# Rescue: Southwest Utah



## TweedBunny (Sep 17, 2007)

I rescued this little guy from the animal shelter on the morning of his 15th day of his 14 day death sentance. The shelter was going to put him down that very morning so they just let me have him. His card said he was found by someone that witnessed him fall out of the back of a truck:tears2:.
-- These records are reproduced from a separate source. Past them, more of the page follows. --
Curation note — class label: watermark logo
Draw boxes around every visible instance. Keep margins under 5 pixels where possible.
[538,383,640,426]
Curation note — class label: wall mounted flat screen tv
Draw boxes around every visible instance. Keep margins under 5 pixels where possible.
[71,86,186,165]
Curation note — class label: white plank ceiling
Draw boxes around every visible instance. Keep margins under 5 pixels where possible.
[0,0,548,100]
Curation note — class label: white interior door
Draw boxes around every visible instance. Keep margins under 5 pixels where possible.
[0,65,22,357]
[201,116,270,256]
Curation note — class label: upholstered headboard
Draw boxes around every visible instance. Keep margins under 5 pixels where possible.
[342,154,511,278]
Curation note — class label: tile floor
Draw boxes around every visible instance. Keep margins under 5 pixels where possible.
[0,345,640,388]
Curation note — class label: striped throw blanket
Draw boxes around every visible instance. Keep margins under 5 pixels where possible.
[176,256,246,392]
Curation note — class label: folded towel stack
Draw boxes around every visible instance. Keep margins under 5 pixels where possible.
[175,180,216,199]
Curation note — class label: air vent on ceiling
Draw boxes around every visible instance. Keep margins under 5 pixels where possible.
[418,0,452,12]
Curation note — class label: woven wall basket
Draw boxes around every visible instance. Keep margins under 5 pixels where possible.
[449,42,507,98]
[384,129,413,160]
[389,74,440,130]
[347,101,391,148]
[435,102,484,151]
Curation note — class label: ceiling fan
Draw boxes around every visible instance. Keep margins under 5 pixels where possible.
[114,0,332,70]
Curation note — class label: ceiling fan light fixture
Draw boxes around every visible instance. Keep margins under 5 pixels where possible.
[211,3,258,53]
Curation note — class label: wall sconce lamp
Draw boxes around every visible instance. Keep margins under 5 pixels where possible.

I've beenworkingwith himas he is very scared of people. He looks very young and is quite small.His disposition has improved the two weeks I've had him but he's still scared of my hand. He is calm once I pick him up and doesnt struggle or kick. 

I cannot keep him, we already have two rabbits is our 1100 sqft home and are fosteringtwo.I'd like to see him go to a home that has a yard he can play in. I think he'd be better as an outside rabbit as he is quite mischevious. I DO NOT want him to go to a home where he will be locked up in a hutch day and night. Please give him some outside time to romp in the grass and BE A BUNNY.

I am willing to travel to help this little guy find a home. Below are some pictures of him. We've temporarily named him Gunner. 

Thanks for reading!


----------



## Haley (Sep 17, 2007)

Wow he is adorable!

One question, though, are you sure that asking for an outdoor home is the right way to go about rehoming him? I ask because I know you get some extremely hot weather out in Utah. 

Also, if he was thrown from a truck its likely that he scares easily from being traumatized? I know outdoor living conditions can be quite frightening to a bunny, with all the smells, shadows, noises etc.


----------



## TweedBunny (Sep 17, 2007)

He acts as if he really enjoys it outside when I take him out in the backyard. He kicks up his feet and dashes around, chinning and nibbling everything. He only seems to be scared of people getting close to him.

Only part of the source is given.